Two University of Virginia School of Law alumni were recently recognized by The Serpentine Society for their efforts on behalf of the LGBT community at UVA and beyond.

Cordel Faulk ’01, UVA Law’s assistant dean and chief admissions officer, received the 2018 Serpentine Society Outstanding Service Award, while U.S. Rep. Sean Patrick Maloney ’92 garnered the group’s Bernard D. Mayes Award.

The Serpentine Society is an alumni association dedicated to connecting and advocating for LGBT alumni, faculty and students. The organization established its Outstanding Service Award in 2005 to recognize individuals contributing to a more positive and supportive culture at the University for LGBT students and significant improvement in the lives of the LGBT community on Grounds. The Mayes Award, established in 1999, recognizes notable alumni and faculty “who have contributed positively to advancing LGBTQ causes with within the University community and beyond.”

In his acceptance speech at a ceremony Nov. 30, Faulk touted the Law School community’s efforts to attract LGBT applicants and applauded students who helped make that possible. Today, more than 10 percent of all classes at UVA Law are openly LGBT on Grounds.

“This many years later, everything about LGBT life at the University of Virginia School of Law has changed,” said Faulk, who came out as gay eight years ago.

However, he said, more must be done nationally and globally to protect the gay community from discrimination and persecution.

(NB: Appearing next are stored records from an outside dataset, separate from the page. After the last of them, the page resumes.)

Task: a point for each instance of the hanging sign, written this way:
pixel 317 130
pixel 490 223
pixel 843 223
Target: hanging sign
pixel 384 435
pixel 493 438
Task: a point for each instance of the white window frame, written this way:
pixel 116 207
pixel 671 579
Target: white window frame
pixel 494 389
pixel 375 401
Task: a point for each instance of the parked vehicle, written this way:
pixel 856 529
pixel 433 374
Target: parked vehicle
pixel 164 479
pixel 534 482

“The arc of history does, in fact, bend toward justice. But it doesn’t do that naturally, and it doesn’t do it by mistake,” he said. “The arc of history bends toward justice because good people like the ones in our community break their backs pulling it in a moral and compassionate direction.”

Faulk joined the Law School in 2009 as a director of admissions and was elevated to chief admissions officer in 2014. Before joining the Office of Admissions, he served as director of communications, media and research for UVA’s Center for Politics.

He also has worked as an adjunct professor and pre-law adviser in the Virginia Tech Honors College, and as an editor and columnist for the Richmond Times-Dispatch. As a lawyer, he practiced with Baker Botts in Dallas and at Hunton & Williams in Washington, D.C.

He previously served as a member of the Board of Visitors of Virginia Tech, on the Virginia Historical Society Board of Trustees, and was a founding board member of the Virginia Equality Bar Association.

Maloney, who was unable to attend the ceremony due to illness, has served New York’s 18th District in Congress since 2013. He previously was a senior adviser in the White House during the Clinton administration and served as a senior staff member to two governors of New York.

Today, he is a member of the U.S. House Agriculture Committee and the Transportation and Infrastructure Committee. Prior to becoming a representative, he helped found a software startup business. In 2018, he ran for New York state attorney general. He is New York’s first openly gay member of Congress.

Jennifer Hulvey, UVA Law’s director of financial aid, received the Serpentine Society Outstanding Service Award for 2017.

Founded in 1819, the University of Virginia School of Law is the second-oldest continuously operating law school in the nation. Consistently ranked among the top law schools, Virginia is a world-renowned training ground for distinguished lawyers and public servants, instilling in them a commitment to leadership, integrity and community service.